4. L'article L. 811-2 du code de l'entrée et du séjour des étrangers et du droit d'asile prévoit que la vérification des actes d'état civil étrangers doit être effectuée dans les conditions définies par l'article 47 du code civil. L'article 47 du code civil dispose quant à lui que : " Tout acte de l'état civil des Français et des étrangers fait en pays étranger et rédigé dans les formes usitées dans ce pays fait foi, sauf si d'autres actes ou pièces détenus, des données extérieures ou des éléments tirés de l'acte lui-même établissent, le cas échéant après toutes vérifications utiles, que cet acte est irrégulier, falsifié ou que les faits qui y sont déclarés ne correspondent pas à la réalité ". Il résulte de ces dispositions que la force probante d'un acte d'état civil établi à l'étranger peut être combattue par tout moyen susceptible d'établir que l'acte en cause est irrégulier, falsifié ou inexact. En cas de contestation par l'administration de la valeur probante d'un acte d'état civil établi à l'étranger, il appartient au juge administratif de former sa conviction au vu de l'ensemble des éléments produits par les parties.

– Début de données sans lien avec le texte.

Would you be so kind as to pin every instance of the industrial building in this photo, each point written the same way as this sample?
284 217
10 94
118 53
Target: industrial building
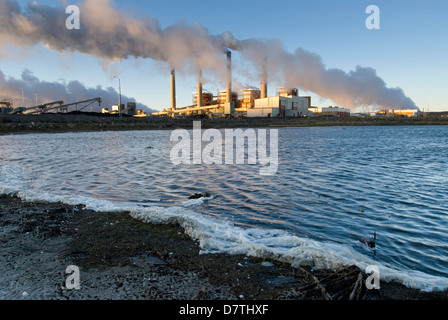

5. Pour justifier de l'identité des demandeurs de visas, ont été produites les copies des certificats de naissance nos 20119304 et 20119305 établis les 23 avril 2010 et 23 mai 2012 par la commission nationale de la population de l'Etat de Delta, lesquels mentionnent la naissance de l'enfant D... E... le 7 janvier 2008 et celle de l'enfant A... E... le 9 janvier 2010, issus de l'union de Mme C... B... et de M. F... E.... Le ministre de l'intérieur relève toutefois en défense, sans être contesté, que les certificats de naissance comportent des numéros de feuillets consécutifs, alors même qu'ils ont été établis le 28 avril 2010 pour le premier et le 28 mai 2012 pour le second et ont vocation à enregistrer des naissances ayant eu lieu à plusieurs années d'intervalle. Par ailleurs, les numéros figurant sur ces actes ne correspondent pas à ceux des registres au sein desquels ils doivent être consignés, correspondant aux années civiles au cours desquelles les naissances ont été enregistrées. En l'absence de toute explication de la part de la requérante sur ces points, ces incohérences remettent en cause la valeur probante des actes d'état-civil produits et ne permettent donc pas d'établir l'identité alléguée des enfants et partant le lien de filiation les unissant à la réunifiante. Par ailleurs, il ressort des pièces du dossier que Mme B... n'a jamais mentionné, au cours de l'examen de sa demande d'asile, être mère de deux enfants. En outre, les éléments présentés pour établir le lien familial par la possession d'état, qui consistent uniquement en quelques transferts d'argent au bénéfice de la mère de Mme B... et d'attestations de proches ne suffisent pas à établir l'identité des intéressés. Par suite, l'identité des demandeurs de visa et partant leur lien familial avec Mme B... ne sont pas établis. Il résulte de l'instruction que l'administration aurait pris les mêmes décisions en ne se fondant que sur ce seul motif.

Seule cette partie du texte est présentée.